Unfortunately, gaining access to care within the rare disease space can be difficult. There is often lesser education and awareness about rare conditions, less research performed, and poorer access to appropriate therapies. Orphan drug products—or therapies specifically intended for “orphan” and rare indications—can often be cost-prohibitive, with drug costs in the thousands or sometimes millions. While medical insurance can help, insurance does not always cover the necessary therapies or products.
There have been, over the years, issues with medical coverage and research related to rare diseases within China. These include high drug cost, access issues, and a general lack of agreement about the definition of orphan drug or rare disease. China released its first catalog of rare diseases in 2018.
A research article in Frontiers in Pharmacology, published earlier in 2023, explains that:
Market availability rate was 44.3% by May 2022, and the average delay in drug approval in China compared to its orphan approval in the United States of America was 5.9 ± 6.07 years. Only 34.98% of the orphan drugs were considered affordable when compared with the national average disposable daily income in 2021, and drug affordability decreased during the past 5 years.
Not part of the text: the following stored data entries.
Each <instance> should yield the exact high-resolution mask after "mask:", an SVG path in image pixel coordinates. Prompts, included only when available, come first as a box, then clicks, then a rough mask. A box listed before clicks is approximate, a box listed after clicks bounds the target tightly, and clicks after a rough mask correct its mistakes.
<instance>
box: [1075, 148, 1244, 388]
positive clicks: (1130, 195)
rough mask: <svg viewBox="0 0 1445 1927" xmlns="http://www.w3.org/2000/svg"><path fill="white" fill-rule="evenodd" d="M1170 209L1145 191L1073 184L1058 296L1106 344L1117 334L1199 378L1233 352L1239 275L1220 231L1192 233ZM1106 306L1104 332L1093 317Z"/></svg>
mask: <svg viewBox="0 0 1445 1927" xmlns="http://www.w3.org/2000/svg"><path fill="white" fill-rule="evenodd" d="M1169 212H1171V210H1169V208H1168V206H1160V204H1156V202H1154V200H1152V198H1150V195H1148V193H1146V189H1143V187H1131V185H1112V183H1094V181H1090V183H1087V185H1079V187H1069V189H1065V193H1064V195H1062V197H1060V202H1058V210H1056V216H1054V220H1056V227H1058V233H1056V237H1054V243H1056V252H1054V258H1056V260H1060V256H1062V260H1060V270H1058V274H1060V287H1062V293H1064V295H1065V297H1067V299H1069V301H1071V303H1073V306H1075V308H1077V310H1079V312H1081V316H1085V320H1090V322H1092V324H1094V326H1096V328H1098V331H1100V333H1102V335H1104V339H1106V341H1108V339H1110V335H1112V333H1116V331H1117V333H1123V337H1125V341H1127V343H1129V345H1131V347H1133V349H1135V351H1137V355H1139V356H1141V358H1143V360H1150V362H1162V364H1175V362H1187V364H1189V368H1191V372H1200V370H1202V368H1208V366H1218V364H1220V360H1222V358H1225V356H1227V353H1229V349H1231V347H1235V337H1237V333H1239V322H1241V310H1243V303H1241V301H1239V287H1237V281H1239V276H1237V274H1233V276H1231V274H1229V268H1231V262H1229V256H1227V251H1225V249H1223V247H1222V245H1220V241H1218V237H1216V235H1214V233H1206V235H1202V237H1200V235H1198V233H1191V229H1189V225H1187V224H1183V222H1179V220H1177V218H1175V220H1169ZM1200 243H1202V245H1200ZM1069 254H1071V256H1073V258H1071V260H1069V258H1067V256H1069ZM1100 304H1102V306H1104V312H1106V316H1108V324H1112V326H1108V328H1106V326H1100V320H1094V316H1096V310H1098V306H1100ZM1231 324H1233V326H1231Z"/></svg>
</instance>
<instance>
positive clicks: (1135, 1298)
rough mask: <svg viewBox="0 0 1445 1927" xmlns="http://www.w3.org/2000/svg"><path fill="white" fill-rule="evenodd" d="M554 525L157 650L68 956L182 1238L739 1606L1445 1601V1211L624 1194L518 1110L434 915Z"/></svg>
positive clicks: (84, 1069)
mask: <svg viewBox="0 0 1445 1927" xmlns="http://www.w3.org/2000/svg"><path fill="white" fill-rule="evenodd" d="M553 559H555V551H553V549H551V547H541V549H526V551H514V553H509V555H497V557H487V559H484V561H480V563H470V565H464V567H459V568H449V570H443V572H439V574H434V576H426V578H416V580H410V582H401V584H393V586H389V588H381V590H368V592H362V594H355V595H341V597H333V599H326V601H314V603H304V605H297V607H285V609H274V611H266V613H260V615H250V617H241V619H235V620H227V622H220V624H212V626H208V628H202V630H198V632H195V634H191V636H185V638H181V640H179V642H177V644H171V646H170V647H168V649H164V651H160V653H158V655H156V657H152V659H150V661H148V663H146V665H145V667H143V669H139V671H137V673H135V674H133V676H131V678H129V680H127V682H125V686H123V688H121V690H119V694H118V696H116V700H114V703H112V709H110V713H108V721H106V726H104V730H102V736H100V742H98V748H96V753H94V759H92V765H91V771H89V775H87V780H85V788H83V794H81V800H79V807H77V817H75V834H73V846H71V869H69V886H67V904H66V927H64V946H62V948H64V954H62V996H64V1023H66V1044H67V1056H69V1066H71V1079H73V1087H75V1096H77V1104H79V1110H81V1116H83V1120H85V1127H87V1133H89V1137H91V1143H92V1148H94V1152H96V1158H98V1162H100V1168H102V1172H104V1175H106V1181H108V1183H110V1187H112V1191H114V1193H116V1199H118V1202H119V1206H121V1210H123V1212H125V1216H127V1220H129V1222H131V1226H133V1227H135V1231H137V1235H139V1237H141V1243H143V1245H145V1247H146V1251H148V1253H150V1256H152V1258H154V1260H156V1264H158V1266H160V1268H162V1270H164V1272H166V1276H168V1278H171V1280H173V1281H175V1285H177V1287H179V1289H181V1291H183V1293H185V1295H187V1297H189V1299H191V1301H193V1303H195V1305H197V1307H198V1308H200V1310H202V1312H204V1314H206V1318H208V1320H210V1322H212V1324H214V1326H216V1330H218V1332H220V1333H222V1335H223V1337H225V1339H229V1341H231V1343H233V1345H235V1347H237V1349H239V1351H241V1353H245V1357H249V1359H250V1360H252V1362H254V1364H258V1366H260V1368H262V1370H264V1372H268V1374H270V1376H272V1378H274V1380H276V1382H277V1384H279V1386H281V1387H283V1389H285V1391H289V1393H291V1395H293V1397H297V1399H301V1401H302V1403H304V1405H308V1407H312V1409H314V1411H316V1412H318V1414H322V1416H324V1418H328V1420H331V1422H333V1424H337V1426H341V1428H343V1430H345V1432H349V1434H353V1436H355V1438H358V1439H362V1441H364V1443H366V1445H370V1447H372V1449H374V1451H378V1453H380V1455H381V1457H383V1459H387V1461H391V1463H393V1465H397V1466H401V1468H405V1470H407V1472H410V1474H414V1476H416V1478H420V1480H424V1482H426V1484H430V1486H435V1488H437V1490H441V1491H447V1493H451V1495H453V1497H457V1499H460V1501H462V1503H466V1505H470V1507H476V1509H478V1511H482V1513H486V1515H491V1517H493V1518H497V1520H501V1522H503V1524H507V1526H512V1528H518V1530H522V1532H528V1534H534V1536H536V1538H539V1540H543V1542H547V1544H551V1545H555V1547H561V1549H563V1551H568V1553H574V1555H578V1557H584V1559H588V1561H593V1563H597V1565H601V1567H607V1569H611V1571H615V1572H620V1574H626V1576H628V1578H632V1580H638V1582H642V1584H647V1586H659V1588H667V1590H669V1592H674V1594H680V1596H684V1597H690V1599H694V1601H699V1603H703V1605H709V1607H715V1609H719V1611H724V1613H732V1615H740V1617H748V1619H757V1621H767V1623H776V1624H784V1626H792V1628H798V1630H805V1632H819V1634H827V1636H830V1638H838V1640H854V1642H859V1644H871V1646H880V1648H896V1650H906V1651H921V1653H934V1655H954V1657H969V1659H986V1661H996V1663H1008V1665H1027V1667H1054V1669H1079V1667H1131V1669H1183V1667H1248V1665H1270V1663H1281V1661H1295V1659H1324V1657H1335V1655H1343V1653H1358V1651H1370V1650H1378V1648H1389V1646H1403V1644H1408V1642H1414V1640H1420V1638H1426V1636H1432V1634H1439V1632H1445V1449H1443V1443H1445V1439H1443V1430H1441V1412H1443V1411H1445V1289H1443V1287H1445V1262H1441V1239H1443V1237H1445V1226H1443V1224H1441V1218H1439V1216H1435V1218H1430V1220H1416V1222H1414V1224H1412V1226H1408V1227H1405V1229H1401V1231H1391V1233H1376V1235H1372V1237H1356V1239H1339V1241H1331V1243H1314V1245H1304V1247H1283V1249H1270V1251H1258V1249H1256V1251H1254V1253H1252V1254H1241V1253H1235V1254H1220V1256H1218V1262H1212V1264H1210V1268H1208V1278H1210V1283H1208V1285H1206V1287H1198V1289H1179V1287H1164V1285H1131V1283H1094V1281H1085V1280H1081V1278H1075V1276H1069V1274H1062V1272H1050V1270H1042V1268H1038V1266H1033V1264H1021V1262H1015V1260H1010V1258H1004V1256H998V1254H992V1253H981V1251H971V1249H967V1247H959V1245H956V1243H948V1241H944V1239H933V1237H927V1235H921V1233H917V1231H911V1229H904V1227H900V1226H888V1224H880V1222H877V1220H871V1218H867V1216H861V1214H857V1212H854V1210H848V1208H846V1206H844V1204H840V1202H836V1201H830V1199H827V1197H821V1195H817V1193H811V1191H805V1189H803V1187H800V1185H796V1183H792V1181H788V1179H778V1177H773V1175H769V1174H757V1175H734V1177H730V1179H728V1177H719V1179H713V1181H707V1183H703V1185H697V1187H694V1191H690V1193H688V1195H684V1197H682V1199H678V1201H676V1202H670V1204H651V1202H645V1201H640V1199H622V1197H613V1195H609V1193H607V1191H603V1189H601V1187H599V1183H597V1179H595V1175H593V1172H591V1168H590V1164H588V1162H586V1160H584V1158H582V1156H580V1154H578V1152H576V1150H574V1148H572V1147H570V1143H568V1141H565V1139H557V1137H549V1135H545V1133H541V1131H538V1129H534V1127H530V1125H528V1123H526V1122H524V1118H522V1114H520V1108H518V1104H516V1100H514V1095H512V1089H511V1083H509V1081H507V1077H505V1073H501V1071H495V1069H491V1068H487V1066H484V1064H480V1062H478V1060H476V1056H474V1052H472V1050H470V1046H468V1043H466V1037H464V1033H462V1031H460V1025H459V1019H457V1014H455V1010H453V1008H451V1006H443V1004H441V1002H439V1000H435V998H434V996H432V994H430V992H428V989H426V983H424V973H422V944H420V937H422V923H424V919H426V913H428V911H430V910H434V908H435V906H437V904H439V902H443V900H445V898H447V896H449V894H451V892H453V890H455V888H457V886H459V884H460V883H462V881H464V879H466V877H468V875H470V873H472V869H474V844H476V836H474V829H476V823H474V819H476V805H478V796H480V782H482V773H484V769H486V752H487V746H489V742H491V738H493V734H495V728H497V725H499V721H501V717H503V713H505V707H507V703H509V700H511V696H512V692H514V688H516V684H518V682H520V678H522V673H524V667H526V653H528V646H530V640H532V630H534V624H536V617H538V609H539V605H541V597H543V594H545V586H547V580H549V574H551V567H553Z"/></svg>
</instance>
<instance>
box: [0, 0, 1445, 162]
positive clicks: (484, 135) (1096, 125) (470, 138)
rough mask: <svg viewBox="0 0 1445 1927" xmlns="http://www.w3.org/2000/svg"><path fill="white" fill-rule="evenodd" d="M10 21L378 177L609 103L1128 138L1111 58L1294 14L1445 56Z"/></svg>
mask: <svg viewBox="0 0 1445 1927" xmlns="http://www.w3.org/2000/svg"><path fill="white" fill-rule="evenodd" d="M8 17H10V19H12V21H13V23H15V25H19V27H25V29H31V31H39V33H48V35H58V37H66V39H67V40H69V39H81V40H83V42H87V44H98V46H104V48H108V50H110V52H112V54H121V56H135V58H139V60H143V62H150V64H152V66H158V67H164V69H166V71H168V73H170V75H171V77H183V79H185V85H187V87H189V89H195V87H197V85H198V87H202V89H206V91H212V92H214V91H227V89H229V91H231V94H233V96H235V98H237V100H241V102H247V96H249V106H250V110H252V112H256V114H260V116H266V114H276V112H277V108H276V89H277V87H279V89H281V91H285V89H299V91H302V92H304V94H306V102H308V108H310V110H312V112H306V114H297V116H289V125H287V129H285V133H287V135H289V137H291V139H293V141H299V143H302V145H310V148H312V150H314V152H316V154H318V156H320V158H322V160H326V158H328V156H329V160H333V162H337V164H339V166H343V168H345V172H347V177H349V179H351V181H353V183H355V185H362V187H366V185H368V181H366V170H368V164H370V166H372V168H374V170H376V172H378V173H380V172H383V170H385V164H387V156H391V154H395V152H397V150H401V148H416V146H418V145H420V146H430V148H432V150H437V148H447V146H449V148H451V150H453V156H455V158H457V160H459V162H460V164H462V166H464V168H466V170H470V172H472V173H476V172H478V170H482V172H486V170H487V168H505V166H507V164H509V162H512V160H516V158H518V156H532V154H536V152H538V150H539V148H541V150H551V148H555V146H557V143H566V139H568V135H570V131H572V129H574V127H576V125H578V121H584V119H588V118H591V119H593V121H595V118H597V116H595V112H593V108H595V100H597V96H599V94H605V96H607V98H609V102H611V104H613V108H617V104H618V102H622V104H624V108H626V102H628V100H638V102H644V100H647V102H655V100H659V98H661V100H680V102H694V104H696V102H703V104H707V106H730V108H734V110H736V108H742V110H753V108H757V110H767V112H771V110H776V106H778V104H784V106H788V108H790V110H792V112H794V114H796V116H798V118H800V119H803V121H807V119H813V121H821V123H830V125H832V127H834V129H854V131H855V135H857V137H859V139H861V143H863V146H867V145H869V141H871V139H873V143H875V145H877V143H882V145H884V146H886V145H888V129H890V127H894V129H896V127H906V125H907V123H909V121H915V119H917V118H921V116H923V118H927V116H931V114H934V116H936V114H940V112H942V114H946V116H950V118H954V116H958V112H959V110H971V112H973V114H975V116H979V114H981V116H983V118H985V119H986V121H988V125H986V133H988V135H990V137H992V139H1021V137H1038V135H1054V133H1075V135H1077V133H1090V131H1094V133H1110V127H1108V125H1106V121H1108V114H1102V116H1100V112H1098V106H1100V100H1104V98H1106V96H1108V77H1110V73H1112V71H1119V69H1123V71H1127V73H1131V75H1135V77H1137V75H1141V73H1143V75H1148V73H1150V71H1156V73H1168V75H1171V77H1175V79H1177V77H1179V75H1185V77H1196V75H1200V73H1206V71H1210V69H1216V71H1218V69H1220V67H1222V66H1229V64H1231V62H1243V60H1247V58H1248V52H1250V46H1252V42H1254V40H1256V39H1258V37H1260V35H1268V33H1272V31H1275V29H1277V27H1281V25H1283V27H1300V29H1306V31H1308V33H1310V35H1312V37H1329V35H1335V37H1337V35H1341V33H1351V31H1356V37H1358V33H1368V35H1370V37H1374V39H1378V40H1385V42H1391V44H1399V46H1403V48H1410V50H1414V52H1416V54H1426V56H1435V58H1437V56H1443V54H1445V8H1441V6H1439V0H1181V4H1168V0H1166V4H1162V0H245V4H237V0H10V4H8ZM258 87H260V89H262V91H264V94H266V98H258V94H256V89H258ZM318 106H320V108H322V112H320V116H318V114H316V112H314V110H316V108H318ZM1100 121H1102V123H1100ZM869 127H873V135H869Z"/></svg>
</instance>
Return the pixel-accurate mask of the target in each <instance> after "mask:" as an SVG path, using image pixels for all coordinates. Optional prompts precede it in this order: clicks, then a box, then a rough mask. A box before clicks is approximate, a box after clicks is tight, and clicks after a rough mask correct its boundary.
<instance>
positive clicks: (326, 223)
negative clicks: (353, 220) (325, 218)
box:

A Change in Rare Disease Drug Access
While rare disease drug access is less than optimal, China’s National Healthcare Security Administration is planning to make a change. In August 2023, the State Council Information Office shared that China is expanding its medical insurance coverage to better address the needs of the rare disease community. In addition to stocking rare disease medication in more than 200,000 hospitals across the country, over 50 of the 75 available rare disease therapies will now be covered under insurance. Further, China is working to improve admission and overcome entry barriers to better get the therapies into the hands of the people in need.
Currently, the full list of the available rare disease therapies has not yet been released. However, Patient Worthy will continue to update everyone through this article as the information on the available therapies is released.